There’s a lot to be said about the aftermath of these events; it is almost unthinkable that the trigger for race riots in August was a Taylor Swift dance class and the death of three girls who were there to dance, play and be with their friends: an age appropriate version of what The Eras Tour was for me. I dressed up in my silly little flamingo hat. Me and my friend Hermione gallivanted across Europe, reminiscing the time we went to the Reputation Tour in 2018. My show happened in the week of the attack on the dance class in Southport. It was hard not to think of anything except those girls who should have felt as safe as I did.
Because I did feel safe. Ridiculously so. I am an anxious girl at the best of times but walking around Warsaw the three nights Taylor was there was unlike any other experience in any other capital city. I had never visited Poland before and even as someone who is charmingly confident with giving languages a go, Polish is still hard (to this day I can only say “thank you” and “fuck this”). Before we left, I wondered how either of us would get help if needed it. We struggled at the train station Warszawa Zachodonia, with most of the instructions in either Polish or Ukrainian, but once in centre of the city we were surrounded by crowds of young people adorned in glitter from all over the world who joined us in this pilgrimage. We walked late at night. We had no issues, which is more than can be said for my experiences in London or even walking late through my suburb of Birmingham.
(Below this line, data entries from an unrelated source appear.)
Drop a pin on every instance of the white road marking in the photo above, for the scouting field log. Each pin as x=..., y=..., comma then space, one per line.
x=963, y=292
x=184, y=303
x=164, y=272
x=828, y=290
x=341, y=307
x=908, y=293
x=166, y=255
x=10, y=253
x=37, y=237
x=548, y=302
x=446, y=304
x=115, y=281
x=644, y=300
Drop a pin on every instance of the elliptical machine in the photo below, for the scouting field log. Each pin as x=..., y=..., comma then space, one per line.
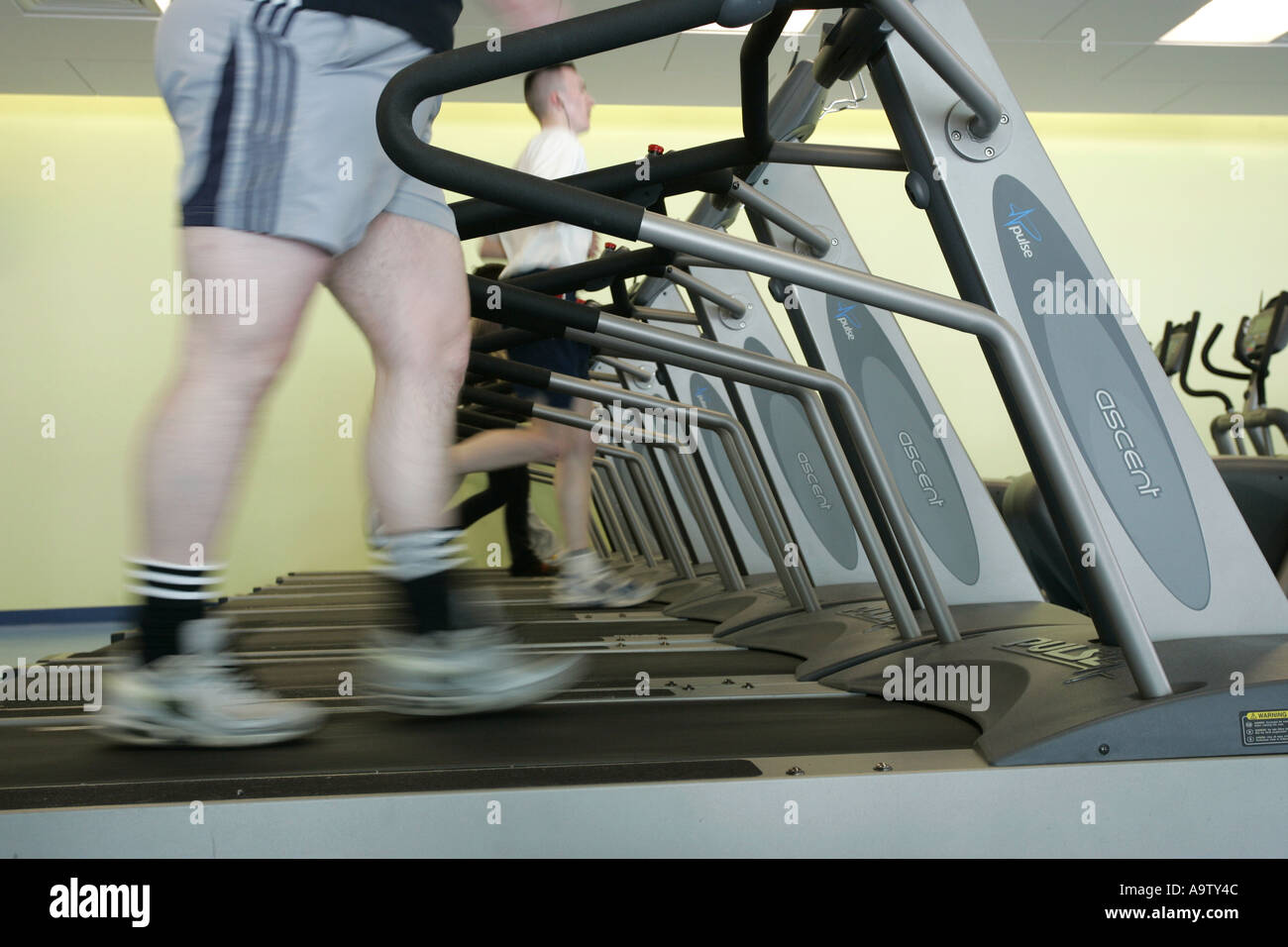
x=1175, y=351
x=1257, y=339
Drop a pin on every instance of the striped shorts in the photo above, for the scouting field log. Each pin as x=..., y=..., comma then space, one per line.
x=275, y=108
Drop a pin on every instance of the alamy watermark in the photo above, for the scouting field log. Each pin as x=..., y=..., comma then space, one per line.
x=55, y=684
x=175, y=296
x=619, y=424
x=907, y=682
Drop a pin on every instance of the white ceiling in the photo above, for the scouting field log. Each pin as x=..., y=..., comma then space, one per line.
x=1035, y=42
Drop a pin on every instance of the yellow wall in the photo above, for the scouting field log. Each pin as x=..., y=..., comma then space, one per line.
x=77, y=256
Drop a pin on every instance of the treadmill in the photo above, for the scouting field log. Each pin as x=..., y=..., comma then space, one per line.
x=1132, y=707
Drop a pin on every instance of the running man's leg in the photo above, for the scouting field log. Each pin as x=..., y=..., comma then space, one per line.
x=194, y=445
x=572, y=478
x=404, y=287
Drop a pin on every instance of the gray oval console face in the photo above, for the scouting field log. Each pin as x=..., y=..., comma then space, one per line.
x=802, y=460
x=1256, y=338
x=907, y=436
x=1098, y=386
x=703, y=393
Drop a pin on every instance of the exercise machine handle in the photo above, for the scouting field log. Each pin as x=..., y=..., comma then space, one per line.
x=1205, y=356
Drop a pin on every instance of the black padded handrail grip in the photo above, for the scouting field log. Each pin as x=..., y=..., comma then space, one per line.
x=494, y=342
x=536, y=312
x=679, y=171
x=477, y=419
x=503, y=402
x=523, y=52
x=1205, y=356
x=518, y=372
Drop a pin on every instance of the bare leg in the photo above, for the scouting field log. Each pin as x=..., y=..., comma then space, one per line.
x=196, y=442
x=572, y=478
x=496, y=450
x=404, y=286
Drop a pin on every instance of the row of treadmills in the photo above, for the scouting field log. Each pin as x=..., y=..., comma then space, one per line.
x=850, y=654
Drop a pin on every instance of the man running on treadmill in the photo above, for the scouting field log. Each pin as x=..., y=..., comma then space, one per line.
x=557, y=97
x=284, y=184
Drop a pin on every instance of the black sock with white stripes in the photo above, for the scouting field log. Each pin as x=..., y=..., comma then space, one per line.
x=421, y=562
x=171, y=595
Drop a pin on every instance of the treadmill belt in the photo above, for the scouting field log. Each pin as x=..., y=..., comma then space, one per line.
x=544, y=745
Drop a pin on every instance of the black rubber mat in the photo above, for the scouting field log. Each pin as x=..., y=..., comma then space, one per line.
x=265, y=638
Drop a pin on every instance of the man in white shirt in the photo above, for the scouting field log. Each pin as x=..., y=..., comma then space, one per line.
x=557, y=95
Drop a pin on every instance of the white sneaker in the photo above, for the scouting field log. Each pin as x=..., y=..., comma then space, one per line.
x=541, y=538
x=469, y=672
x=585, y=581
x=200, y=697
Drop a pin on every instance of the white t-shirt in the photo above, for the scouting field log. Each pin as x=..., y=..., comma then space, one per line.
x=553, y=154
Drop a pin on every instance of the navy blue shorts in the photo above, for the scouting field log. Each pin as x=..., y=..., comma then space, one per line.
x=557, y=355
x=561, y=356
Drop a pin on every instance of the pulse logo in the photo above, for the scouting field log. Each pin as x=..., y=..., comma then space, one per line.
x=841, y=313
x=1025, y=235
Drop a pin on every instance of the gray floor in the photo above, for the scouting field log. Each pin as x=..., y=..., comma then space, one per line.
x=35, y=642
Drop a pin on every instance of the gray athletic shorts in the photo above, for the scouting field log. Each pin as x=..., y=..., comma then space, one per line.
x=275, y=108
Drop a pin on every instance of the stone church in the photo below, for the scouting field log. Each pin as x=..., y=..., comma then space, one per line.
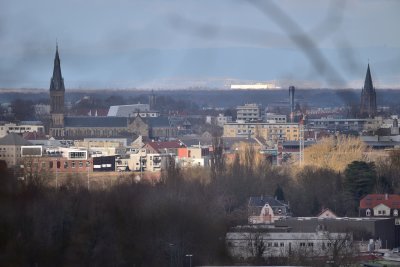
x=77, y=127
x=368, y=97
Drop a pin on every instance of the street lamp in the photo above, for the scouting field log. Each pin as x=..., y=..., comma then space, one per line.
x=190, y=259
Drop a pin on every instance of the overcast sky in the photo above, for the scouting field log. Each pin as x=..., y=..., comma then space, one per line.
x=152, y=43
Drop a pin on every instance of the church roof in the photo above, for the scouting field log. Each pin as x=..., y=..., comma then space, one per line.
x=57, y=81
x=158, y=122
x=98, y=122
x=368, y=86
x=14, y=139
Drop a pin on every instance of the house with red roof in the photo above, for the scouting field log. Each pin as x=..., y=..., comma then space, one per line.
x=380, y=205
x=166, y=147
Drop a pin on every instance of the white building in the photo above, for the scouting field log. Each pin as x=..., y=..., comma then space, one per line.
x=132, y=110
x=23, y=127
x=275, y=118
x=242, y=242
x=220, y=120
x=248, y=112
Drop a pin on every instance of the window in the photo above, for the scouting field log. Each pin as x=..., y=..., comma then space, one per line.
x=77, y=154
x=368, y=212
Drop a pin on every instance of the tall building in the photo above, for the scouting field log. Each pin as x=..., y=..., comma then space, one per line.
x=291, y=102
x=152, y=100
x=368, y=97
x=57, y=93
In some ways, I wish I committed more to the bit of The Eras Tour. I wish me and my friends organised bracelet making evenings in preparation for our dates. I wish I found something glittery and absurdly short to wear rather than my Deafheaven t-shirt (this was not an intended choice, I had got horrifically sunburnt in Berlin and needs must). I wouldn’t change the time I had at Eras Tour, except for the fact I wish I participated more: where else can I do any of these rituals of my youth again? I won’t lie: I like a lot of music that is dominated by men and their performance of masculinity. You will not find girls dressed in short, sparkly skirts, shimmering and glittering in the pits of your local punk show or handing out niche referential friendship bracelets at shoegaze gigs. I doubt I ever will. And while other pop girls have done fantastic work on creating their own safe spaces for their queer and female fans, have any captured the sheer magic and cultural importance of The Eras Tour? I doubt it, but no doubt we will be looking for that magic in every gig forevermore.
So good-bye Eras Tour! You have been something that has been a privilege to experience. I will miss you dominating my social media feeds and providing me the opportunity to connect earnestly with women and queer people all over the world. But most importantly, Eras Tour allowed me to be a girl. It was rare, I was there, and I’ll remember it all too well.